20 Ağustos 2024 04:42

Meclis ve demokrasi

Recep Tayyip Erdoğan, TBMM'de konuşurken

Fotoğraf: Murat Çetinmühürdar/TCCB

Paylaş

Can Atalay’ın milletvekilliği konusunda TBMM’de yapılan oturumu baştan sona seyrettim. Bizim baro kongrelerine benzettim. Böyle bir Meclisten demokrasi falan çıkmaz. Bilirsiniz burjuvazinin demokrasinin timsali olarak gösterdiği meclisler için çeşitli benzetmeler yapılmıştır; “burjuvazinin ahırı”, “burjuvazinin tiyatrosu” gibi.

 

O oturumda da gördük ki oylamalarda el kaldıranların oyu yok. Belki sadece bağımsız milletvekilleri kendi iradelerine göre oy kullanıyor. Tabii devrimci, demokrat vekil ve partileri ayrı tutuyorum. Meclisin küçük bir azınlığı dışındaki milletvekillerine aslında gerek yok. AKP, CHP, MHP, İYİP, SP, GP, YRF BBP, HP gibi partileri temsilen birer kişi gelse ve partilerinin aldığı karar doğrultusunda oy kullansa akılcı bir davranış olur. Onca milletvekili maaşı, danışmanları, şoförleri, korumaları vb. diğerinin masrafları ve Mecliste çalışan binlerce personelin masrafı da olmaz. Hatta bir tek adam ve bir tek adama muhalif ile onların çok akıllı danışmanları ile memleket yönetilir çok daha ucuza.

 

AKP ilk iktidar günleri AYM ve yüksek yargı kurumlarından şikayet ediyordu. Memleketin jüristokrasi ile yönetildiğini söylüyordu ayrıca MGK Genelkurmay gibi vesayet kurumları olduğunu da söylüyordu. İşin aslı tam öyle değildi ama bu kurumlar bir baskı aracı olarak şimdi de halkın ensesinde boza pişiriyor. Yani AKP’nin yok edeceğini söylediği kurumlar ve benzerleri tek adamın emrinde benzer işlevini sürdürüyor. Artık yargıç ve savcılar, Meclisteki iktidar milletvekilleri, silahlı ve silahsız bürokrasi tek adamın emrinde.
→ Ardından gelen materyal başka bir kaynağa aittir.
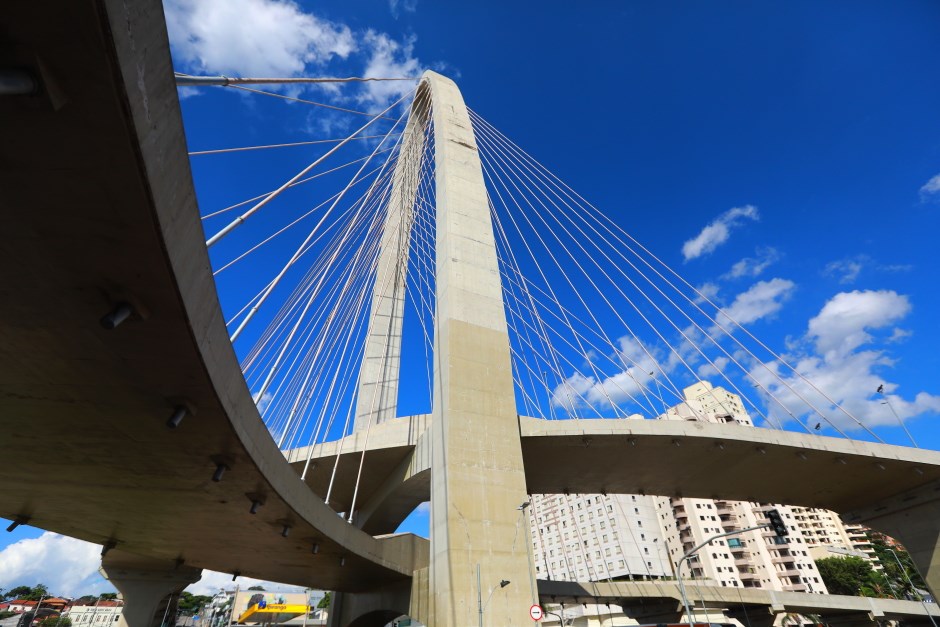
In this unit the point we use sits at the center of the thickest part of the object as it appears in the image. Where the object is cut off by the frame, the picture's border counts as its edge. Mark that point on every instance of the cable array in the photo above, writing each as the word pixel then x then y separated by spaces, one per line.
pixel 603 328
Tek adam iktidarının teorisyenliğine soyunan Mehmet Uçum bu durumu şöyle açıklıyor. Tek adam bir program ve vaatler manzumesiyle halkın oylarıyla iktidar oluyor, o halde halktan oy alırken vadettiklerini ve programını hayata geçirmesi gibi bütün devlet kurumları da bu programı hayata geçirecek kadrolarla oluşturulmalı, bürokrasi ve kurumlar tek adama bağlı olmalı. Tek adamdan bağımsız yüksek bürokrat, TÜİK, RTÜK, AA, THY vb. kurumlar olmaz. Yargı ve yasama da tek adama tabi olmalı.

 

Peki denetim? Ya tek adam seçilmeden önce yalan söylemişse, programının ve vaatlerinin bir cümlesini dahi yerine getirmemişse ne olacak? Yasalara, Anayasa’ya uymazsa ne olacak? Yolsuzluk yaparsa, çalarsa, ailesini ve çevresindekilere imkan ve bütçe olanaklarını aktarırsa? Cevap: Beş sene sonra halk bir daha seçmez.
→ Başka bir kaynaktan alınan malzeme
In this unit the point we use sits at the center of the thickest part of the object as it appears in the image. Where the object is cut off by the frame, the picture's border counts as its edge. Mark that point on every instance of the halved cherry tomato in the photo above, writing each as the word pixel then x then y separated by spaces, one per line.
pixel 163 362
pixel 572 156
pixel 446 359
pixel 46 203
Böyle bir düzende iktidara gelen bir daha beş senede bir yapılan seçimlerle iktidarı terk etmez. Çünkü, bu olanaklara, yetkilere ve kuralsızlığa sahip olan güç her türlü hile ve yolsuzlukla seçimleri peş peşe kazanır. Tarihte bunun çok sayıda örneği vardır.

Demokrasi halkın kendi kendini yönetmesi ise gerçekten halk kendi kendini yönetmelidir. Yirmi daireli bir apartmanın yönetilmesi gibi (Gerçi artık onlar da profesyonel yöneticiler tarafından yönetiliyor).
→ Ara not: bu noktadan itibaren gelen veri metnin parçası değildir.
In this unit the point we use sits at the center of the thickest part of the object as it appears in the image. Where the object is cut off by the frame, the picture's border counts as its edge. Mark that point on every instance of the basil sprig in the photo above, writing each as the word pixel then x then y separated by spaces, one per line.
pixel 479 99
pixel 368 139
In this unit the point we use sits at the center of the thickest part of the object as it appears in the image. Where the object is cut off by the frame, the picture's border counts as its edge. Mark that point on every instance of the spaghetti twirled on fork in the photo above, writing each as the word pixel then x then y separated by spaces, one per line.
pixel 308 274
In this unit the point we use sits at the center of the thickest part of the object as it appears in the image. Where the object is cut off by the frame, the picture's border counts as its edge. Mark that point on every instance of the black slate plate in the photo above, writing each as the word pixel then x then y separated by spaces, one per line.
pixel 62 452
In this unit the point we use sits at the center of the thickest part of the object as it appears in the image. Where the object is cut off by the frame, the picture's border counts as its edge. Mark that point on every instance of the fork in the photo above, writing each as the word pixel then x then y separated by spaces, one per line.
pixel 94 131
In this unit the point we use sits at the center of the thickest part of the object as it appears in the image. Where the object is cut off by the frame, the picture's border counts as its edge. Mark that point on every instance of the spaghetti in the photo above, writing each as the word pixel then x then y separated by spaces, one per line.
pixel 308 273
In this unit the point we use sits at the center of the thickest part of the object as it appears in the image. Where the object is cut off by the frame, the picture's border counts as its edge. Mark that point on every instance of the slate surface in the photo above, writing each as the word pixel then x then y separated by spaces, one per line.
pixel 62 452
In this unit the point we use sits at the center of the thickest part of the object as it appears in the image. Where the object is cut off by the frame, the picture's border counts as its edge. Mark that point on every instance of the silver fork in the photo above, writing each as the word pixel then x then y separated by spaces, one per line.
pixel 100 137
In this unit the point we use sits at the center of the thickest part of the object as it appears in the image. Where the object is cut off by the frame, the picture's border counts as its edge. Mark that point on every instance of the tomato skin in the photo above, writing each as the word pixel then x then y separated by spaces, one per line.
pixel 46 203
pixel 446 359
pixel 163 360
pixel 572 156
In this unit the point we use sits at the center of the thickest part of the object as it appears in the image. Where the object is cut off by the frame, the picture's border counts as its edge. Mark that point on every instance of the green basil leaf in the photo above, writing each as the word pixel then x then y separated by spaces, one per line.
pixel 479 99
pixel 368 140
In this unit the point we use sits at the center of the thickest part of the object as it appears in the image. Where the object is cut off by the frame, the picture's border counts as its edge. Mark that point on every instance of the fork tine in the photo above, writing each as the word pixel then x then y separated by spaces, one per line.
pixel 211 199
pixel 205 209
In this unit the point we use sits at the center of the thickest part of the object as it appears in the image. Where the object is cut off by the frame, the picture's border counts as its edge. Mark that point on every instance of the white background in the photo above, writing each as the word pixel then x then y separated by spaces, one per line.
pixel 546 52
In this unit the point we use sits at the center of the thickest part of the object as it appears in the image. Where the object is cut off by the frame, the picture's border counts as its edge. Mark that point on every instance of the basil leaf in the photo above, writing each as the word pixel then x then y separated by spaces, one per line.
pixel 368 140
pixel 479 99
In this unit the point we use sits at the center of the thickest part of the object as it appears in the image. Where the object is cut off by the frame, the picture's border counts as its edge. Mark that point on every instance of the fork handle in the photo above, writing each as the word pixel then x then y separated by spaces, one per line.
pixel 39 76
Halk kendi temsilcilerini seçtiği gibi geri çağırabilmelidir. Hakimleri, savcıları halk seçmelidir. Yerel iktidarlardan merkezi iktidarlara doğru seçilmiş temsilciler yetki almalıdır. Eğitim, sağlık, yerel güvenlik, belediye hizmetlerini yerel seçilmiş kişiler yönetmelidir. Yerel yönetimlerin bütçeleri olmalı ve bütçelerini kendileri yönetmelidir. Dezavantajlı bölgeler dışında merkezden yerel yönetimlere bütçe aktarılmamalıdır. Partiler demokratikleştirilmelidir. Ülke iktidarında tek adamlığa son verildiği gibi, partiler ve diğer kurumlarda da tek adamlığa son verilmelidir.

Tabii, bir de eğitim şart.

Demokrasi eğitimi, demokratik hak ve özgürlüklerin eğitimi, eşitlik, hak hukuk, adalet bilincinin yayılması vs.

Günümüzde beş bin sene önceki yönetim biçimleriyle yönetilmek herkese zulüm gelmelidir. Gençler demokratiksizliğin, özgürlüksüzlüğün farkında ve kendilerini geleceksiz hissettikleri için memleketten kaçıyorlar. Ama kaçmak çözüm değil. Gittikleri yerde de istedikleri demokrasi ve özgürlük yok. Biraz varsa da bir süre sonra oralar da bizim gibi olacak. Kurtuluş herkesin ülkesini halk iktidarı ile yönetilen, gerçek demokrasi ile yönetilen bir yer yapmak için birleşmesi, örgütlenmesi ve mücadele etmesi. ‘68’liler, ‘78’liler vd. bunu yapmaya çalıştı.